Wednesday, March 18, 2009
I have wanted to write this post for a few weeks but my heart just wasn't ready to deal with the death of my grandmother. I was honored to get to go to the funeral (thanks to my dad for tickets--first class, but I won't brag) and help my mom and dad clean out her stuff and drive around where she lived and soak up the history of my family.
My grandparents lived in a small town called Montmorency, South Carolina. My Pop was a farmer and had lots of land. I spent many summers there driving tractors, jumping in bins of fresh pulled cotton, and working in the country store they had on their property. I watched as family after family came in to get their groceries, usually on their tab. I learned all about helping people in need. I watched as Pop would take groceries to single moms and to the elderly who couldn't get out. I questioned him one day why he kept letting people add to their tab when they hadn't paid in years. He would shake his head and tell me that they needed it more than he did. At that tender age, I was enamored by the big white plantation house they lived in and all the farms but I saw what was really important in the day to day activity of his life. People!
At the funeral one of the workers at Nana's home got up to tell a story. She said she had just begun working there and was sent to get a lady named "Miss Hollywood." She said she looked all over the place for someone named "Miss Hollywood" and couldn't find anyone by that name. She was confused. She finally asked who is "Miss Hollywood?" "Oh girl, that is Mrs. Flanders (my Nana) and we call her "Miss Hollywood" because she is always dressed up, has her make-up on and all her jewelry." My Nana still went to the beauty shop each week to get her hair done. I got to help my parents clean out her rooms and I can't tell you all the stuff we found. She had turned her bathtub into a closet with hangers full of clothes because the other two closets were full. She had drawers of earrings she had filled up ice cube containers with thousands of earrings. She had her lipsticks divided into colors and probably had over a hundred. She had bags and bags of cosmetics and beauty supplies. You have got to love her.

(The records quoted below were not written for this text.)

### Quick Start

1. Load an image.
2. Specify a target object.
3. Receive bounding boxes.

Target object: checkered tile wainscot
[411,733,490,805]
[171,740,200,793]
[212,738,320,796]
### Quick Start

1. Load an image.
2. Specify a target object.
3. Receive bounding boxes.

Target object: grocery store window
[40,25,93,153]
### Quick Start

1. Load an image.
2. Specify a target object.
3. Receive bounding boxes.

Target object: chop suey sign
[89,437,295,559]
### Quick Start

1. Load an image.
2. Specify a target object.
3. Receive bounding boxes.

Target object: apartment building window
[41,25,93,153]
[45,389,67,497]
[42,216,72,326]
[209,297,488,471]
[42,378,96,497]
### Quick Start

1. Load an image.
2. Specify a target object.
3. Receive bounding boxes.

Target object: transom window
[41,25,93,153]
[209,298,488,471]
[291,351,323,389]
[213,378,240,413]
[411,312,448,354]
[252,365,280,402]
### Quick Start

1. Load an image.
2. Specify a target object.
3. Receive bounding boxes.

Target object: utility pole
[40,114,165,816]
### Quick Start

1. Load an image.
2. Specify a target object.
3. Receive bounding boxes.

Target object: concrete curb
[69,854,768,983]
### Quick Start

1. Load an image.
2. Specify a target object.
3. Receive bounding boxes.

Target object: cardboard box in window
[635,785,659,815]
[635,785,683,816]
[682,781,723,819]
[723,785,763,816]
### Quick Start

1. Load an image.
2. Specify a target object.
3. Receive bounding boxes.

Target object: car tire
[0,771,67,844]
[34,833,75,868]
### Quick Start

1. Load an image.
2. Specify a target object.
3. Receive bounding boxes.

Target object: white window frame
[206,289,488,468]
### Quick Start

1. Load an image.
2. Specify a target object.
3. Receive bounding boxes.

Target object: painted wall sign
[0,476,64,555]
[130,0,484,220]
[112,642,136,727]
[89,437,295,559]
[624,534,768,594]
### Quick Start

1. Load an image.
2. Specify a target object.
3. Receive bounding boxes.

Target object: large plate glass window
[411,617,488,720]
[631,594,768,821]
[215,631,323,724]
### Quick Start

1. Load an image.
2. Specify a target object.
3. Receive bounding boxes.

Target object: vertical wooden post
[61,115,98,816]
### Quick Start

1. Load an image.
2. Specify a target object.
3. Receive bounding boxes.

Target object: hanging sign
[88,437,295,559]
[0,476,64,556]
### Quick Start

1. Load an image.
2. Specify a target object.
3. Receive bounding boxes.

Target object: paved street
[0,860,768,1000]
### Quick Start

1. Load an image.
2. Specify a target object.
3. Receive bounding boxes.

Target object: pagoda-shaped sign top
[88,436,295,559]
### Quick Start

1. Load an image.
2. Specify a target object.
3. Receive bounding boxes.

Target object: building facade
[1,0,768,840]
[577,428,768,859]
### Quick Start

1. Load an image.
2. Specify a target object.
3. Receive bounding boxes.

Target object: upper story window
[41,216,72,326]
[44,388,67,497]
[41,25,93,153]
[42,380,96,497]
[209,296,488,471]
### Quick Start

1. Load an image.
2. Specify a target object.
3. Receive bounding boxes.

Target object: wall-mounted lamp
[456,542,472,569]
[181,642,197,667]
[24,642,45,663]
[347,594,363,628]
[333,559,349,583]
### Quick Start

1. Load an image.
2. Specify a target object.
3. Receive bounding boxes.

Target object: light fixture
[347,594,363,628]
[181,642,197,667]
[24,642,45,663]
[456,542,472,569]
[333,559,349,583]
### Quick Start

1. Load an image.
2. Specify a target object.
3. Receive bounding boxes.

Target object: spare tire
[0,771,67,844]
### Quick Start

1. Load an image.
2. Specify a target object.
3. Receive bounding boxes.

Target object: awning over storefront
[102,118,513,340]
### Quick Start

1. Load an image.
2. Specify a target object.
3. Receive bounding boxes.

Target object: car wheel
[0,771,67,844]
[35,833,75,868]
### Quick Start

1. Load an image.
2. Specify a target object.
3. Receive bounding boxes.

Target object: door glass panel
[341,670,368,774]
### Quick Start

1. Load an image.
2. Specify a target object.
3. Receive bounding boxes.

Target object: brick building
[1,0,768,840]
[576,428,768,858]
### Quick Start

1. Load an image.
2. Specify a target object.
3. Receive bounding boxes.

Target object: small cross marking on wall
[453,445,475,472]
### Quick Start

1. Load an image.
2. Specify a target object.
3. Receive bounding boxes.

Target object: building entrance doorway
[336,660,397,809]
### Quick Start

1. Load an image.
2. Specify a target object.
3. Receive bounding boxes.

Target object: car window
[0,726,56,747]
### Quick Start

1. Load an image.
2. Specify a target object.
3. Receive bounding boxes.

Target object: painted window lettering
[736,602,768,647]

My Nana took me for the first time to buy makeup. She walked right into Dillard's and told the cosmetic lady that it was time for me to learn what to do with makeup. I got a full facial and a makeup artist to teach me how to apply the makeup. I was spending the summer with her and I am pretty sure she never asked my mom. I came home that summer all like "Miss Hollywood." My Mom recovered well but she was pretty shocked to say the least. I thought I was pretty special! The best part of it all, she charged it all to my mom's credit card. :)
The funeral was a perfect representation of her life. My Nana spent most of her life helping the fire department. She raised money for them for everything. The chief of the fire department told us that they wouldn't have a department if it wasn't for her. The fire department came to her funeral with lights flashing. They carried her casket behind the truck and walked her to her grave. She went out in style, perfect Hollywood style!